The Cave, Hurst on the Hill, La Perle, Village Coffee Pot and Polly’s Pantry Tea Rooms will be invited to take up the scheme.
Mr Wells told the A&T afterwards: “The consensus of opinion among councillors is that it is a good idea to allow the establishments to implement it.
“This will obviously not be done until the government instructs that eateries can reopen, and that is not expected to be before 1st July.
“Between now and 1st July we will look at how this can be implemented while adhering to social distancing regulations.
“The tables and chairs would have to comply, with the number of them, their location and the spaces between them.”
He added: “Also, the village green is a public open space, so the vast majority would have to be available for use by the people of the village.”
Owners of La Perle and Village Coffee Pot told the A&T they would consider the parish council’s idea but were unsure how it could be put into practice practically.
Both businesses, which have been operating as takeaway services during the pandemic, highlighted the sloping nature of the green as a concern.
Sam Hughes at La Perle said the restaurant had made an unsuccessful bid to New Forest District Council for seating on the green about four years ago.
“It’s quite a slope until you get halfway up the green, so it’s a question of putting tables and chairs somewhere they won’t just fall over,” he said.
“Realistically, by the time you use all the two-metre rules there’s not a great deal of space, particularly if you’ve got to ensure the general public can still use the green.
“It will be interesting to see how they would implement it.

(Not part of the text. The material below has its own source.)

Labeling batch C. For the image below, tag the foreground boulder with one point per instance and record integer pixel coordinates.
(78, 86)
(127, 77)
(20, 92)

We would need to know about service – how, if we are keeping distance, the staff will be able to serve customers safely.
“I think the idea’s not too bad, but keeping it all clean – how are you going to do that?”
Both eateries’ owners also said they would not be able to invite diners back inside while social distancing measures are still in place as their premises were too small to safely accommodate them.
Emphasising the scheme’s temporary nature, the town clerk said the plan was for the businesses to return to normal operations once social distancing regulations are lifted.